Como se aprecia en la reseña, el modelo sostenido en las finanzas encontraría un límite en la demanda cuando se exteriorizará la incapacidad de repago de los créditos y los activos financieros no expresaran los bienes reales que decían representar. Esto es lo que ocurrió en 2008.  Pero, nuevamente, la crisis es enfrentada por las naciones desarrolladas con política monetaria que frene la caída de los títulos-valores en poder de las instituciones financieras y no con política fiscal que recupere con fuerza la demanda. Las presidencias de Obama aplicaron programas de fuerte emisión monetaria que derrumbaron la tasa de interés y alentaron la inflación interna de modo de licuar paulatinamente las deudas de familias y empresas. En la Unión Europea la salida fue mucho más dura, se impusieron severos planes de austeridad a las naciones endeudadas provocando penurias en el continente. El Banco Central Europeo, a diferencia de la Reserva Federal, se negó a emitir y depreciar el euro.

La salida de la crisis del 2008 se centró en dar liquidez a los agentes financieros para impedir la depreciación de acciones y otros activos, acompañada de ajustes fiscales para asegurar el pago de la deuda soberana. La recuperación de la demanda efectiva a través de la política de ingresos fue dejada de lado, constituyendo el principal factor del estancamiento de las economías desarrolladas.

La llegada de Donald Trump a la presidencia de los EEUU en 2017 marcó una ruptura en este derrotero intentando un experimento sin precedente histórico, que es reestablecer una economía industrial en un país que voluntariamente la había abandonado. Trump, apoyándose en el autoabastecimiento energético alcanzado, puso en marcha un programa de nacionalismo económico, retirada de los acuerdos multilaterales y expansión fiscal en obra pública y baja de impuestos a la inversión.
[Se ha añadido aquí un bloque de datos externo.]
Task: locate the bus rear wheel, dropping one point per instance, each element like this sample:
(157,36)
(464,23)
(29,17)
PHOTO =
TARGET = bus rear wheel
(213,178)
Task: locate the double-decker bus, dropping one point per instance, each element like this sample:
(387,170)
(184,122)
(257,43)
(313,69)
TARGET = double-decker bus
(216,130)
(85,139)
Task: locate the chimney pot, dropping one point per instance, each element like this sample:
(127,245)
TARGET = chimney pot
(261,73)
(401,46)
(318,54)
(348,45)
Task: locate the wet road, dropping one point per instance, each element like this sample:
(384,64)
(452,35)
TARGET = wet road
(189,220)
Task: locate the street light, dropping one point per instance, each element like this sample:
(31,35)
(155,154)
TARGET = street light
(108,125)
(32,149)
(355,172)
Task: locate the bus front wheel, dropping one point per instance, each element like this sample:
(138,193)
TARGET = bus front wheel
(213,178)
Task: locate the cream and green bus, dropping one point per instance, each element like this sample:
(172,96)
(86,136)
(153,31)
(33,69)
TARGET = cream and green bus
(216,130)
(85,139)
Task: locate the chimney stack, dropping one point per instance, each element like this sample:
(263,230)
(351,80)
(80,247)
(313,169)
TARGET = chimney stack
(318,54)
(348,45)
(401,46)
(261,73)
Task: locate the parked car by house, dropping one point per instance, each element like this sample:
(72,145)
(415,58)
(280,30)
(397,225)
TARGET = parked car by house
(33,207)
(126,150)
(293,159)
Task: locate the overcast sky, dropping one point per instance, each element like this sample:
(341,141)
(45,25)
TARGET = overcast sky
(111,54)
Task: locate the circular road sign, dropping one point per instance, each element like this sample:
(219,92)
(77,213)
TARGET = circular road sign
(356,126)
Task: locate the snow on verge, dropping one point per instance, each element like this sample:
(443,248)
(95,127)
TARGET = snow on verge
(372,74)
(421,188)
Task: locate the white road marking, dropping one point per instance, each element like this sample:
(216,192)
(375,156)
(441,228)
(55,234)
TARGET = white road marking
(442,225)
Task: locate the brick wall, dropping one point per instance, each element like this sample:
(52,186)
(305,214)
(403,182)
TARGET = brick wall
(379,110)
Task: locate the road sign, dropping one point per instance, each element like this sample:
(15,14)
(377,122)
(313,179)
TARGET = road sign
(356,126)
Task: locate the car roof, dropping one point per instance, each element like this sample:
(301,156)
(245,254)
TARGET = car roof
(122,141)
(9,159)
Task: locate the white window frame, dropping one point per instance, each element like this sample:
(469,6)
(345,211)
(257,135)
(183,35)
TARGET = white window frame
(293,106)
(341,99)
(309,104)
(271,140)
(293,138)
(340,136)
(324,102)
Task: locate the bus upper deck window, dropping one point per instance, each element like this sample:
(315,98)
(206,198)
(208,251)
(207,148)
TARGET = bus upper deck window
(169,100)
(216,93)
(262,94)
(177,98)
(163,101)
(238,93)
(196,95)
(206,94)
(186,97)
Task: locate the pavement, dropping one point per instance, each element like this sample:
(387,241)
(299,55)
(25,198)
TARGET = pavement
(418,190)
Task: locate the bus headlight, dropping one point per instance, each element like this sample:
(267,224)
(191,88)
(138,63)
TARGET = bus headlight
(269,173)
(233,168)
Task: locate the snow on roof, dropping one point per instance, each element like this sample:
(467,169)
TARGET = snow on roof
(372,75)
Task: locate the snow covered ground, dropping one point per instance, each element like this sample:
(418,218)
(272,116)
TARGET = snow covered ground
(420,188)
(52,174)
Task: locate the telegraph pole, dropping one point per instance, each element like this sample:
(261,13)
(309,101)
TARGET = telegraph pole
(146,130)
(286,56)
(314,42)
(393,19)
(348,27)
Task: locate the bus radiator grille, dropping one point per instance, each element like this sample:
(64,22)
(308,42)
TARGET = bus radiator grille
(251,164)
El Reino Unido comandado por Boris Johnson a su vez rompe la Unión Europea, con difusas promesas de recuperación de viejas glorias imperiales.

El recorrido permite advertir que los componentes de agotamiento del modelo global iniciado en 1989 estaban presentes antes de la llegada del virus. La parálisis, el estancamiento y los intentos de transición marcan el mundo donde el COVID-19 impacta de lleno y en efecto le da un tiro de gracia al ciclo tambaleante de tres décadas.

La fragilidad de la economía sólo puede ser superada por una intervención estatal contundente, pero que a la vez visibiliza que salud, vivienda, energía y alimentos son bienes esenciales que hacen al carácter de humanidad y no pueden ser administrados por el mercado. La respuesta capitalista puede ser “de excepción” tolerando el escenario como un mal menor, también que las élites se apropien del Estado de modo autoritario para asegurar el control del proceso, o inclusive que se marche hacia escenarios bélicos si el ascenso de China y el repliegue de EEUU sacuden el orden internacional.

Lo cierto que la intervención estatal masiva en la economía nació con la Primera Guerra Mundial para atender las necesidades bélicas de los países en conflicto y desembocó en una crisis hegemónica del capitalismo que perduró precisamente hasta 1989. El “siglo corto” extendido de 1914 a 1989 como lo caracterizó el historiador Eric Hobsbawn.